July 9th, 1864: After the first Federal crossing of the Chattahoochee at Sope Creek on the afternoon of the 8th, Garrard’s Cavalry crosses at Roswell. At dawn on the 9th, a Federal Battery provides covering fire as several companies of dismounted cavalry begin wading across the Chattahoochee at what is called the “Shallow Ford”. It was the ford used by the Hightower Trail which was a prehistoric trading route. They engage a small Confederate force across the river. The Confederates are out numbered and out gunned and they quickly retreat and some surrender. The Federals are armed with Spencer repeating rifles and are able to move and shoot quickly without stopping while they cross the river. The battery that is providing cover fire is the Chicago Board of Trade Battery. When Sherman learns of Garrard’s crossing of the river, he immediately dispatches Newton’s Division from its camp near Rottenwood Creek, to Roswell “double time”, to reenforce Garrard. He also sends Dodge’s Corps to reenforce Garrard and establish a strong bridgehead for subsequent crossings. After receiving information about both crossings and size of the forces at each crossing, General Johnston orders the fall back from the River Line. The Confederate army begins to retreat from the River Line at dusk and in the early morning hours of the 10th, they are across the river and begin to burn the Railroad bridge and the wagon bridge next to it. They also take up their pontoon bridges and at Pace’s Ferry they cut the pontoon bridge loose hoping it will swing across the river or down stream where they can recover it. It becomes stuck and is recovered by the Federals, but not put into use. General Johnston establishes his Headquarters 3 miles from Atlanta, at the abandoned Dexter Niles house. He orders that the river crossings at Pace’s Ferry and Turner’s Ferry, be heavily guarded.

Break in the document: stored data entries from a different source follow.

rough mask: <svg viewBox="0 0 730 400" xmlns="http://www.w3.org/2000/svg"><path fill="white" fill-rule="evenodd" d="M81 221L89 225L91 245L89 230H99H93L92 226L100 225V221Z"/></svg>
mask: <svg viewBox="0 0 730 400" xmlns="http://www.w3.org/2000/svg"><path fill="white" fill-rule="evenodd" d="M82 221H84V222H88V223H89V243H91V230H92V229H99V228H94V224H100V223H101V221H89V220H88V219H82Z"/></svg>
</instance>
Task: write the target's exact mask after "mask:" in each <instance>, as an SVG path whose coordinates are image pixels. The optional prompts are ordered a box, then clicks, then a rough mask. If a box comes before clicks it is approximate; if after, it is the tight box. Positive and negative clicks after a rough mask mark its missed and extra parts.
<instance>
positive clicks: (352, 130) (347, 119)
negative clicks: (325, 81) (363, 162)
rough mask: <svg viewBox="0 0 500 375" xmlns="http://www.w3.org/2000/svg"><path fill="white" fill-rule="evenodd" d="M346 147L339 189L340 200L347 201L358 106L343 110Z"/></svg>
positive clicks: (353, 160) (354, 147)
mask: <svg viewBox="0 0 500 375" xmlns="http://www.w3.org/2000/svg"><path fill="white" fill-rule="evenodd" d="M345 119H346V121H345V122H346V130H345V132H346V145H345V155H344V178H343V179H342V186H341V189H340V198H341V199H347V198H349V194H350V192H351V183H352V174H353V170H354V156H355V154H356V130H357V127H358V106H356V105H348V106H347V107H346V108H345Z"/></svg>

July 4th, 1864: Yesterday, General Sherman entered Marietta and established his headquarters in the Kennesaw House and ordered his forces to continue the pursuit of the Confederates and attempt to engage them no matter what the cost of men and material. They must press their advantage while the Confederates are retreating. The Federal troops continued their chase and soon, as they approached Smyrna, they began to encounter resistance from Confederate Skirmishers. They were pushed back to their main lines and the Federals began to entrench. Elements of Howard’s and Palmer’s Corps of the Army of the Cumberland advanced on the portion of the Confederate Smyrna Line near Smyrna Camp Ground, roughly the center of the Confederate line. They were engaging seasoned troops of Cleburne’s Division and suffered heavy losses. The second portion of the attack was made by Dodge’s Corps of the Army of the Ohio, they attacked the Confederate Left near Ruff’s Mill. There was a salient in the Confederate line near this point that was their target. This is where Hood’s and Hardee’s Corps met. Elements of Dodge’s Corps pushed the skirmishers of Stevenson’s Division out of their rifle pits and back to their main works, but suffered heavy losses during the assault. These attacks gained no ground for the Federals and only confirmed that the Confederate army was still in the line enforce. They main Federal advantage gained this day, was Blair’s Corps being able to work its way around and behind the Confederate left flank. At that point they were closer to Atlanta than the main body of the Confederate Army. Blair’s movement seriously threatened Johnston and in the late night hours of July 4th and early morning hours of July 5th, Johnston fell back from the Smyrna Line to the last line of defense west of the Chattahoochee River, The River Line.